La gastroenterite, nella maggior parte dei casi, è un viaggio breve ma intenso. Può essere causata da virus, batteri o alimenti non idonei, e si presenta come una burrasca improvvisa. L’intestino si infiamma, accelera i suoi movimenti e perde la capacità di assorbire acqua e nutrienti in modo ordinato. È come se la nave iniziasse a muoversi troppo velocemente, senza più distinguere ciò che deve trattenere da ciò che deve lasciare andare.

La prima regola come a bordo: non perdere l’acqua dolce!
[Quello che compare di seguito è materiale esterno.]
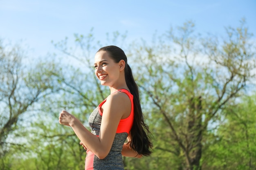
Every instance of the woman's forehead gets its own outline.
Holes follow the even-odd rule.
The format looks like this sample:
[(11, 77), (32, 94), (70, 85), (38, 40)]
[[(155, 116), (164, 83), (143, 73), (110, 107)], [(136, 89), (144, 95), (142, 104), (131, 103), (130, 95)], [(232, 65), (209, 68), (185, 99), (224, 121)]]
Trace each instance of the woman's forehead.
[(112, 59), (109, 57), (108, 52), (104, 51), (100, 51), (97, 52), (94, 57), (95, 63), (99, 62), (103, 60), (110, 60)]

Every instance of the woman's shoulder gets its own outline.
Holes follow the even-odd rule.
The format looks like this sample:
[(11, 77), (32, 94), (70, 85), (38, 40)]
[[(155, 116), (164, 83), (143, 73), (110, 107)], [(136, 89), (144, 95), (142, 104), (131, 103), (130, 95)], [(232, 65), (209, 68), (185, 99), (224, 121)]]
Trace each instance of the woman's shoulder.
[[(118, 91), (117, 92), (118, 92)], [(114, 101), (118, 103), (124, 103), (124, 102), (129, 101), (129, 96), (124, 93), (114, 93), (110, 94), (107, 98), (108, 102)]]

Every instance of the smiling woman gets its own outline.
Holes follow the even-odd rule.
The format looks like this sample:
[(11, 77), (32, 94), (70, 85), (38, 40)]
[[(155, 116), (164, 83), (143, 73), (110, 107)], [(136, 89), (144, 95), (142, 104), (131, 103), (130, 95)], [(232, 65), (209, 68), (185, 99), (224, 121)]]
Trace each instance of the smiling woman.
[(100, 49), (94, 67), (96, 76), (102, 85), (109, 86), (110, 94), (91, 114), (91, 132), (65, 110), (59, 121), (72, 128), (87, 150), (85, 170), (124, 170), (122, 155), (141, 157), (152, 152), (138, 87), (124, 52), (117, 46)]

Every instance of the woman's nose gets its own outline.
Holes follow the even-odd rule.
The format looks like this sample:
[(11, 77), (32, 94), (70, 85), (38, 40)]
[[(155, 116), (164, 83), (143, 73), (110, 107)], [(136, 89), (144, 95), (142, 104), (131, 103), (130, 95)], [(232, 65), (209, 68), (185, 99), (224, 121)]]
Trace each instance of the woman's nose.
[(100, 72), (102, 70), (102, 68), (101, 68), (101, 67), (100, 67), (100, 66), (97, 66), (97, 68), (96, 68), (95, 71), (97, 73), (99, 73), (99, 72)]

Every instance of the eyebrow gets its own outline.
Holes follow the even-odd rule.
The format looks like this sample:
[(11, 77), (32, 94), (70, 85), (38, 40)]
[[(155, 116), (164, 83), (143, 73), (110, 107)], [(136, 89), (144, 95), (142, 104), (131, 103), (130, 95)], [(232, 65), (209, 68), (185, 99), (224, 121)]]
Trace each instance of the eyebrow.
[[(99, 63), (102, 63), (102, 62), (105, 62), (105, 61), (108, 62), (108, 60), (101, 60), (101, 61), (99, 62)], [(94, 65), (96, 65), (96, 64), (96, 64), (96, 63), (94, 63)]]

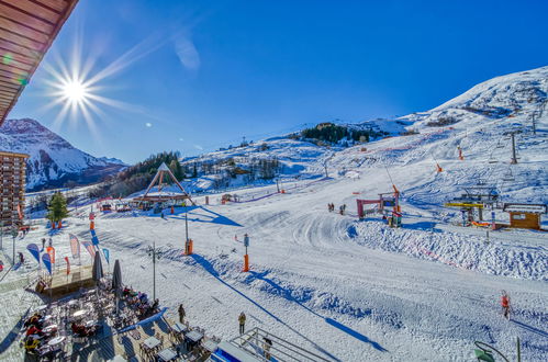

In mezzo alla tempesta, la priorità non è il cibo, ma l’idratazione. L’organismo perde liquidi come una nave che imbarca acqua. E se l’acqua manca, la rotta diventa ancora più instabile. Bisogna bere a piccoli sorsi, come chi misura le risorse in mezzo al mare: acqua naturale; tisane leggere; brodo vegetale filtrato. Meglio evitare bevande troppo zuccherate o gassate: in mare agitato, ogni eccesso può peggiorare la navigazione. Quando la tempesta inizia a placarsi, la pancia ha bisogno di una cambusa essenziale, fatta di alimenti semplici e facilmente digeribili.

Non è il momento dei banchetti, ma delle razioni di sopravvivenza eleganti e leggere. Tra i compagni più affidabili del viaggio troviamo: riso bianco, come una vela neutra che non oppone resistenza; patate lesse, solide e gentili; carote cotte, morbide come terra addomesticata; banana matura e mela grattugiata, frutti che non disturbano il mare interno; pollo e pesce magro, introduzione graduale e modesta. Sono cibi che non chiedono troppo impegno al nostro apparato digerente, ma l’aiutano a ritrovare equilibrio.

Ogni buon navigatore sa che ci sono zone da evitare durante la tempesta e anche l’intestino ha i suoi scogli: fritti e grassi, che appesantiscono la nave; latticini (in fase acuta), che possono diventare mare mosso; dolci industriali, correnti zuccherine difficili da gestire; legumi e verdure crude, come venti troppo forti; spezie piccanti, che agitano ulteriormente le acque. Sono elementi che, in un mare già instabile, rischiano di far perdere del tutto la rotta.

Per fortuna ogni tempesta, per quanto intensa, è destinata a finire. Quando l’intestino inizia a calmarsi, è il momento di riprendere lentamente il viaggio normale. Ma come ogni buon marinaio sa, la bonaccia va rispettata: non si accelera subito, si ascolta il mare. In questa fase, la flora intestinale – il piccolo equipaggio invisibile che abita la nave – può aver bisogno di essere rinforzata. In alcuni casi, fermenti lattici o probiotici possono aiutare a ristabilire l’equilibrio, ma sempre con criterio e personalizzazione.

È utile anche ricordare che non tutte le tempeste si risolvono da sole. Se la navigazione diventa troppo difficile – febbre alta, sangue nelle feci, disidratazione importante o sintomi prolungati – è necessario “entrare in porto” e affidarsi al medico. Perché anche il miglior capitano, a volte, ha bisogno di una guida esterna per ritrovare la rotta. La gastroenterite è una tempesta improvvisa, ma raramente definitiva. Il corpo ha una straordinaria capacità di tornare alla calma, come il mare dopo il vento forte. Il segreto è dunque non opporsi alla tempesta, ma accompagnarla con scelte semplici: idratazione, leggerezza, ascolto. E alla fine la pancia ritrova la sua bussola… e riprende a navigare serena.